Hepatoblastoma is the most common primary liver tumor in children, with peak incidence in the first 3 years of life. It arises from hepatic progenitor cells and is associated with Beckwith-Wiedemann syndrome and familial adenomatous polyposis (FAP/APC mutations). The molecular landscape is dominated by activating mutations of the Wnt/beta-catenin pathway (CTNNB1 in ~70%, APC in FAP-associated cases).
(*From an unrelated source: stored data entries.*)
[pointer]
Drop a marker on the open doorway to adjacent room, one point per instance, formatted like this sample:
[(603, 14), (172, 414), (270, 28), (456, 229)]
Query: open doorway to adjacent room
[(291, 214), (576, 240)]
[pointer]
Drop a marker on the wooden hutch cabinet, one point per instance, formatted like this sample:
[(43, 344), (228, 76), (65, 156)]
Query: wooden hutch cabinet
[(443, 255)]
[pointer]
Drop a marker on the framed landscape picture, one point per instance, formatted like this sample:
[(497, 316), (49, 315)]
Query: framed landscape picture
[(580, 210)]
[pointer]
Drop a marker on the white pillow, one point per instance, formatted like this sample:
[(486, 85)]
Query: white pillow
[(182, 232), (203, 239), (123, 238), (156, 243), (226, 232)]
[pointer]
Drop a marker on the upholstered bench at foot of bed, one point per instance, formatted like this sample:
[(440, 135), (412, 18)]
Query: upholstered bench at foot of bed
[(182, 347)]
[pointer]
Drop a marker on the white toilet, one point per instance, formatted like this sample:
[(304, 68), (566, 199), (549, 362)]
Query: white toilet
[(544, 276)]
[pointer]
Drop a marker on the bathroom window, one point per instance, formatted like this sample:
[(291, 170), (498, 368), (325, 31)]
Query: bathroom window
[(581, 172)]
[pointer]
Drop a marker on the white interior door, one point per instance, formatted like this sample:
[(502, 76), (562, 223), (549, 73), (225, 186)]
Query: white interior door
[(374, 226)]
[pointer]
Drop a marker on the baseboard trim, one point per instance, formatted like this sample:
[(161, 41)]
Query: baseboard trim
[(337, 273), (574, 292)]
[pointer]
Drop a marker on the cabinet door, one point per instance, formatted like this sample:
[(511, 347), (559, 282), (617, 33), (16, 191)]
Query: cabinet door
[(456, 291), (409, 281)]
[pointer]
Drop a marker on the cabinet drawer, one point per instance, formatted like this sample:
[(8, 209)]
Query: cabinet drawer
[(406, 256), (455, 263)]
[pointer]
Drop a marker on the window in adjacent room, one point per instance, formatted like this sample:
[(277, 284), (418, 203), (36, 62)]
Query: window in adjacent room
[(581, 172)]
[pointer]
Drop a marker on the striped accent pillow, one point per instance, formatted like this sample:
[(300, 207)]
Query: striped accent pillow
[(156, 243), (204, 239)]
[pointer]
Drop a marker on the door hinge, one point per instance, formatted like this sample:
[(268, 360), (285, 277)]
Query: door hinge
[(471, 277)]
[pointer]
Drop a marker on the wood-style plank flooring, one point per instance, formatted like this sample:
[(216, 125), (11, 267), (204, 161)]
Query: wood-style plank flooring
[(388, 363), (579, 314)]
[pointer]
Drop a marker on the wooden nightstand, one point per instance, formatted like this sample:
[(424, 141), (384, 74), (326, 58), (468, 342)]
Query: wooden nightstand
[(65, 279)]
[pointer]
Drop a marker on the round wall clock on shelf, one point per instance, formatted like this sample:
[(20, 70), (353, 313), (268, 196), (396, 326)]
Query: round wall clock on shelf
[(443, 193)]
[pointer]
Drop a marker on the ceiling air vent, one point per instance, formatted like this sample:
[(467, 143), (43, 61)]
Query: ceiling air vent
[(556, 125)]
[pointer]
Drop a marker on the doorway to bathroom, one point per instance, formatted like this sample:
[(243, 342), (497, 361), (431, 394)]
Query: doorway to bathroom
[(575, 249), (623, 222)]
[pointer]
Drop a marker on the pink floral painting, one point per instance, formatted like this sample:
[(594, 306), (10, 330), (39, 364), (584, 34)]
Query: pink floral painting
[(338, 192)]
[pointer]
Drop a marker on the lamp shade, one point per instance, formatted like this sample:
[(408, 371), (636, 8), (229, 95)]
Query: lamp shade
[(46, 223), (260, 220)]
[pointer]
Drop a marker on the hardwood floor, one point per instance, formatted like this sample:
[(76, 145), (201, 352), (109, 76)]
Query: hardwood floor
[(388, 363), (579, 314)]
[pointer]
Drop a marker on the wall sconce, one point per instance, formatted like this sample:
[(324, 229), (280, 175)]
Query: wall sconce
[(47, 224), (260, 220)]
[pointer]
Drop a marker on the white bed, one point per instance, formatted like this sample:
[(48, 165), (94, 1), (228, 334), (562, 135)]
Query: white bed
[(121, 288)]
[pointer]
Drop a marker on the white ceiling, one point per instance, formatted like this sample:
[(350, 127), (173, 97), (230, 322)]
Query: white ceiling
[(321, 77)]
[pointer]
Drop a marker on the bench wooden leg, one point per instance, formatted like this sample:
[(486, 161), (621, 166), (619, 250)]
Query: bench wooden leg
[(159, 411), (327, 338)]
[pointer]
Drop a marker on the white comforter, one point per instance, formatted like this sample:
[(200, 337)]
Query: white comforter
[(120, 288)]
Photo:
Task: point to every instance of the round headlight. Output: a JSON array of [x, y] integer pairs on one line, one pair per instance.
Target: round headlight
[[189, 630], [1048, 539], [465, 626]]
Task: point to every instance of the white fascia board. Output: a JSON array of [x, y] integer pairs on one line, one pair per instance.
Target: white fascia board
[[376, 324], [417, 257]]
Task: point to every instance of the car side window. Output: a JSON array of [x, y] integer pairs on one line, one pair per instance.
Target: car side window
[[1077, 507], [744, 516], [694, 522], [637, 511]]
Prognosis depends on resectability and treatment response to cisplatin-based chemotherapy.

Cohorts in the corpus

  • mixed_pipseq_2017 — PIPseq pediatric pan-cancer cohort (Columbia University Medical Center), which includes hepatoblastoma cases among 101 high-risk pediatric patients PMID:28007021.

Recurrent alterations

  • PIPseq cohort: CCND1 11q13.2 amplification with overexpression identified in a hepatoblastoma patient as a good-prognosis indicator; APC R1114* germline mutation identified in a hepatoblastoma patient as diagnostic of familial adenomatous polyposis (FAP) PMID:28007021.
  • Germline WES of 372 pediatric cancer patients (Düsseldorf) included a hepatoblastoma patient (LPP_04) carrying a monoallelic ATM pLoF LP/PV; ATM burden OR=3.2 (p=.040) in the single-cohort analysis PMID:29489754

Subtypes

  • Epithelial type: fetal (low mitotic, good prognosis), embryonal, macrotrabecular, small-cell undifferentiated (SCUD; worst prognosis).
  • Mixed epithelial and mesenchymal type.
  • Molecular: Wnt/beta-catenin activated (majority); rare NFE2L2-mutant (poor prognosis).

Therapeutic landscape

  • Cisplatin-based neoadjuvant chemotherapy (PLADO regimen) followed by surgical resection; liver transplantation for unresectable cases.

Sources

  • PMID:28007021 — Oberg et al. PIPseq pediatric pan-cancer sequencing program (n=101).